Into your DNA - Today's Science Word 9

At the very core of making living things work is DNA, which stands for Deoxyribonucleic Acid.  DNA is just a  molecule, made up of different parts held together in a ladder-like structure.  We call this structure a double helix.

DNA holds the genetic material that tells our cells how to make all the things we need to make.  When that genetic material has an error, it can lead to all sorts of things.  Some errors have no side effects at all, but others cause disease.

Into your DNA - Today's Science Word 10

The double helix structure is held together at the BACKBONE, which is actually just an alternating pattern.

The first part is a PHOSPHATE, which is made up of a central phosphorus and 4 surrounding oxygen atoms.




Into your DNA - Today's Science Word 11

The other part of the backbone is a sugar, called a RIBOSE.  These sugars are important to all life because of their key role in our genetic material.  The ribose in DNA are made up of 5 carbons, 10 hydrogens, and 5 oxygens placed in a pentagon.

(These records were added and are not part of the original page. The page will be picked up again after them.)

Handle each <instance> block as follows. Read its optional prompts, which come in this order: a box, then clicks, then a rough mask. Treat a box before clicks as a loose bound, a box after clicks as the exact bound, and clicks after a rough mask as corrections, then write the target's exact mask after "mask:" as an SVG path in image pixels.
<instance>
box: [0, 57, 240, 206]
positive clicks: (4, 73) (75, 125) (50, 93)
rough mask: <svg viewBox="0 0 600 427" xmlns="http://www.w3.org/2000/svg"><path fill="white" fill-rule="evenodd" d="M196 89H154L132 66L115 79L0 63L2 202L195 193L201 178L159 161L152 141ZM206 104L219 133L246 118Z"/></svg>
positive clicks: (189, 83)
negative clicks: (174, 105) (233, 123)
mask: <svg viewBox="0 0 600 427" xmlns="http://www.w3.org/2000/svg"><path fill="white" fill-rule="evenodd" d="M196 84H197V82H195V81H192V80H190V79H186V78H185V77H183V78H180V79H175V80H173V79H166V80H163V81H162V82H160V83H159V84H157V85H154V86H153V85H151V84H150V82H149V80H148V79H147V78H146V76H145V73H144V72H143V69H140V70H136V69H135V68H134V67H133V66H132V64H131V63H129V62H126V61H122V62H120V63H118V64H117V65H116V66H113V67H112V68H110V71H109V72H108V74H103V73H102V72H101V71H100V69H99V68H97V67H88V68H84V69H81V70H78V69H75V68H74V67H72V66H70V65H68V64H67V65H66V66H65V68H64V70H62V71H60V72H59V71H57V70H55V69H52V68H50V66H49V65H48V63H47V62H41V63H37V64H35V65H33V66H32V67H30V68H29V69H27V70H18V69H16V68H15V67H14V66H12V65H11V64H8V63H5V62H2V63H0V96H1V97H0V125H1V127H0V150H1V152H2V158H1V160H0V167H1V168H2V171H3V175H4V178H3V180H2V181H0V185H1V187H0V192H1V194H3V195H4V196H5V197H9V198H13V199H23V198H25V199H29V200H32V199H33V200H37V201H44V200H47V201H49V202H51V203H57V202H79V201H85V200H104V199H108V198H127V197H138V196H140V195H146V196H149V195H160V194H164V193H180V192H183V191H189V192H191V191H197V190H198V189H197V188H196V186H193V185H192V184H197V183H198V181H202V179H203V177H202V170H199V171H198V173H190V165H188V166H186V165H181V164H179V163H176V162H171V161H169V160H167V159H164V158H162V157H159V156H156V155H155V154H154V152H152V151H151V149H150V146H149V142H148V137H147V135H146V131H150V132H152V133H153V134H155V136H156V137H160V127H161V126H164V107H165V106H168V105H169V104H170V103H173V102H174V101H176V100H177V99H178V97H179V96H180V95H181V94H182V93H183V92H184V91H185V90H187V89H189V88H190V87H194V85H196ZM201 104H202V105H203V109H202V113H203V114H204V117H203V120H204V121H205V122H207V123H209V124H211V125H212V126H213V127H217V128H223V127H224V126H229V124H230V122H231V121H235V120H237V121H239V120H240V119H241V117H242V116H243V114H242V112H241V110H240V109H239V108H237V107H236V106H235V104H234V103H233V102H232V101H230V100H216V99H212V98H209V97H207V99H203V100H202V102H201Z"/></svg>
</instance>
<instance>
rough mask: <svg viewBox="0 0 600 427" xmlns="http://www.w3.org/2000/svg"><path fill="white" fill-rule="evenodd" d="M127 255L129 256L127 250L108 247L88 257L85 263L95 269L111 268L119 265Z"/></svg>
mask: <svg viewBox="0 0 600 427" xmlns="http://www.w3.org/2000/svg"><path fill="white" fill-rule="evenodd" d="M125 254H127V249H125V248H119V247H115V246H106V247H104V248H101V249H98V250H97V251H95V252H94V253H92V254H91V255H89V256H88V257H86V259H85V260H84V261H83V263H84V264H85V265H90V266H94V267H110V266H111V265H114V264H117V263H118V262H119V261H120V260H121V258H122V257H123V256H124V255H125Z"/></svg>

Together, the alternating sugar-phosphate pattern creates the distinctive twirl of the DNA double helix.




Into your DNA - Today's Science Word 12But what makes up the rungs of the ladder?  This is where the DNA CODE comes in.  There are four basic units of our genetic code: Thymine, Adenine, Guanine, and Cytosine.  For short, we often call them T, A, G, and C.

Made up of carbon, nitrogen, and oxygen atoms, TAGC are referred to as Nucleobases, or just bases for short.  You have over 3 billion bases in your DNA, all an important part of your genetic code.

It takes 2 nucleobases to make each rung of the DNA ladder, but these nucleobases don’t just pair up willy-nilly.  Adenine will only pair up with thymine (AT) and guanine will only pair up with cytosine (GC).

But there is one exception to this rule.  The DNA sits in a protected part of the cell, so to get instructions to the rest of the cell, a messenger molecule has to be used.  It’s a lot like DNA, but not exactly.  We call it RNA (ribonucleic acid).  One big difference is that RNA doesn’t have Thymine.  Instead it has a slightly altered version of Thymine, called Uracil.  In RNA, adenine will only bond to uracil.

Together, your entire genetic code is held on a group of molecules of DNA in every almost cell in your body.  The twists of the DNA ladder are important for every process inside your cell, so it’s important to make sure the structure is stable.  This double helix structure with the backbone and nucleobase pairs is very stable, making DNA a great way to store and share genetic material for the long term.